Zimbabwean woman held at Mumbai airport with drugs worth Rs 60 crore

The airport customs officials arrested a Zimbabwean woman for trying to smuggle heroin and methamphetamine worth close to ₹60 crore to India

Mumbai The airport customs officials arrested a Zimbabwean woman for trying to smuggle heroin and methamphetamine worth close to 60 crore to India. The woman is from a poor financial background and suffering from cancer. The drug cartel, which was using her as a ‘mule’, had promised to look after her medical expenses.

On the basis of Intelligence developed by Air Intelligence Unit (AIU), Mumbai, one suspicious passenger was intercepted at the Chhatrapati Shivaji Maharaj International Airport (CSMIA) on Saturday night.

The passenger, who has been identified as Harare resident Rosie Diamon, is in her early 40s. She had arrived from Harare to Mumbai via Kigali on Saturday by RwandAir flight WB-500.

“The examination of the baggage resulted in the recovery of 7,006 grams of yellowish powder tested as “Heroin” and 1,480 grams white crystal granules tested to contain a combination of Heroin and ‘Methamp’ (short form of Methamphetamine). The said drugs were subsequently seized,” said an AIU official.

The seized drugs collectively weighing 8.486 kg are worth approximately 59,40,20,000 in the illicit market. The drugs were ingeniously concealed inside the trolley bag, in the executive bag and two file folders.

During questioning, the passenger informed that the drugs were handed over to her in Harare and the same were to be delivered in New Delhi. After reaching Mumbai, she was slated to travel to New Delhi by train a few days later. This was to ensure minimum risk of travelling with contraband to the capital, a customs officer told HT.

The accused was offered free medical treatment in India in lieu of trafficking drugs, the AIU officer added. She now faces a sentence of 20 years.

Drug cartels select ‘carriers’ very cleverly. They target those people from African countries who come from poor economic backgrounds or have certain medical conditions and wish to travel abroad for medical tourism.

“It becomes easy for the racket members to use people looking for medical tourism as their mules, as chances of them getting caught or coming under law enforcers’ scanner are lesser because of their genuine medical history,” another officer said.

The cartels offer ‘mules’ commissions ranging from $500-$700 per trip. Their family is paid the amount after the drugs reach the destination or they promise to sponsor the entire medical treatment.

Anti-narcotics agencies generally find it difficult to dig out information from mules about the person who is next in the chain as they are not aware who is going to come to take the contraband. And even if they know, they would not reveal anything because if the cartels get to know about it then they punish their families for the betrayal, the officer added.

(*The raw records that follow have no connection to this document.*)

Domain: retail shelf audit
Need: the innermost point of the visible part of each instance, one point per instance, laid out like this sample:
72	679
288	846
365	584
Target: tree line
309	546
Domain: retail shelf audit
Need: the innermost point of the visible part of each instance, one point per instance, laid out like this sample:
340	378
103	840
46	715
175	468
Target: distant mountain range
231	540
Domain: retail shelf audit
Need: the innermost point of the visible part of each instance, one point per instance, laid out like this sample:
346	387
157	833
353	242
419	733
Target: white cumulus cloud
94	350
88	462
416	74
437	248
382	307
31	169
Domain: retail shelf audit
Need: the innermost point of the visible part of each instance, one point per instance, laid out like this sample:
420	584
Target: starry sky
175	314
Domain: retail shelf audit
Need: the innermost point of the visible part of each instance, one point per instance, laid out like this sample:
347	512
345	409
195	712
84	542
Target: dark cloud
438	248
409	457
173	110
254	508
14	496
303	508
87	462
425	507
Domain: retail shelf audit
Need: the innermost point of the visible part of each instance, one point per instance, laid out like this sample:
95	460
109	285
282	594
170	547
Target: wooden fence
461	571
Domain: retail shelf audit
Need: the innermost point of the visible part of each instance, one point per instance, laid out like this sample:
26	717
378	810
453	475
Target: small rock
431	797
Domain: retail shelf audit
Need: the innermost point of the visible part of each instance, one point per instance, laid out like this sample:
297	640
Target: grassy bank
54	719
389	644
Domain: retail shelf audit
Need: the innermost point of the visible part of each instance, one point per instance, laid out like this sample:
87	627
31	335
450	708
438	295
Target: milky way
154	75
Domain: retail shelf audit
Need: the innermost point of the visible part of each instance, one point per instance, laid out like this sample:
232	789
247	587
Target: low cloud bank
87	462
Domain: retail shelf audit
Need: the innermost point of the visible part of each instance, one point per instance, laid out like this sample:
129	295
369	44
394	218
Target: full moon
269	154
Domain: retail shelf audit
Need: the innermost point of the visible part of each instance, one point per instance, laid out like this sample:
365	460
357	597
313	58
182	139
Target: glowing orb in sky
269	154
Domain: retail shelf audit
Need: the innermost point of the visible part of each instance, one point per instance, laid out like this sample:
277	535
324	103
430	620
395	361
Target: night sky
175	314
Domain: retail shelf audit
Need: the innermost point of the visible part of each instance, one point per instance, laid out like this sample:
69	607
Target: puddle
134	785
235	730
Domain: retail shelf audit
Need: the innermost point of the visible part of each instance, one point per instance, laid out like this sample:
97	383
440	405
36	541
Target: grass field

The arrested foreigner claimed that she was told that the person who was supposed to receive the delivery of the contraband would himself contact her on reaching Delhi. Customs officers are scanning her phone and are trying to find out details of her associates.

This is not the first time that she has come to India. She had previously visited India in the year 2019, but she had not smuggled any contraband last time.

The arrested woman has been charged under relevant sections of Customs Act for smuggling drugs. She was produced before the court that remanded her to judicial custody till February 25. After her RT-PCR test, she would be lodged in jail.